Yeah, I know that. When Leon would come home, this rat would be at his side. Him and Sophie got along, in a teasing manner. So I guess they've been friends much longer, when Sophie was little. 

Brooke was close to him, too. She would say something, she'd tell him she saw me in the abandoned school. Officials would go in and try to find any damage. And they could find Sophie...

I had to think of a precised plan. Should Sophie and I relocate? But where? There was no where else. Maybe we could hide once if they enter. But where? Probably farther off from the campus, hiding in the bushes in the fields.

But they'd see everything. The fully stored rooms, working lights and heating, all items to show living life.

Or maybe, Brooke already knew I was hiding Sophie...


When I entered the field, with the linings of the fence holding the elementary school, I looked around, making sure the coast was clear. It was much more risky in the daytime. Cars were more likely to pass, and on top of that, see me. 

Once I went through the broke fence, I rushed to the building.

Sophie was slowly progressing. Her breathing was gradually becoming more well paced, her temperature starting to head back to the mid nineties. 

I was heading off to prepare the soup when Sophie called out. I went rigid, it took a few seconds for me to turn to Sophie, "Yes?"

"... Where's..." She looked down, pulling on her sleeves, "Th-That book?"

"Book?"

"The one you were reading from yesterday."

Sophie

I was starting to get better. One side of me went, "That's great! The pain was unbearable.", while the other side is going, "No! But when I'm sick, Blake acts less..."

I couldn't find the word.

He didn't talk much, that delusional gibberish. He didn't hug or kiss me, that obviously being concern for his own well being. It was just more... Peaceful.

No, not peaceful. Being trapped here, it can never be peaceful. But it was better than being forced to look and converse with him. Being sick, I got to sleep lots, just lay there and rest - an excuse. I wanted to stay sick. I know that was stupid, the pain was, well, sickening. But, my own mental well being was at stake, too...

I could still act sick. My fingers curled into my pillow, the others in my blanket, to secure it tightly around me. The book I once held had fallen to the floor.

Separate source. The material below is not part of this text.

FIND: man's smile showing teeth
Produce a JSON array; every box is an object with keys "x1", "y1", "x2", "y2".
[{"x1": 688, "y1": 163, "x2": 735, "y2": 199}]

Blake was sitting at the table at the side of the room. With an open textbook, papers littered on the table. School. School, school, school.

I softened, and turned over, shutting my eyes. It seemed that Blake awoke me three hours later, for the wrist clock I still held onto now read eight o'clock. "It's ready."

The hot water was not what I wanted. It was soothing, in a way, but still. My body was too sore, I was still, too, sick. I tried to finish quick, wrapping myself in the towel and remaining that way for what seemed like eternity. Finally, I dressed in the new pair of pajamas, much more like the ones I had at home.

Fuck, I can't think of many things. Home was one of them.


I thought about it... Asking Blake questions again. Or, more of a request.

"Please let me go back." I imagined saying, "I swear I won't tell anyone about this. We could think of a cover up, but please let me go."

I imagined him saying, "But, I don't want us to forget this happened! Remember? We're finally together, I don't want to throw that away."

"We could still talk," I would plead, "Every second of free time I have, I swear to God I'd devote it to you, just please..."

"But," He'd stubbornly say again, "Everyone will hurt you again. I have to take care of you..." His fingers would curl in my hair, his lips close, "My precious Sophie..."

My eyes went wide as I snapped out of it.

Oh God. I was having imaginary conversations. 

I pulled on my wet, tangled hair. My eyes were wide - narrowed.

Does exposure to madness create more madness?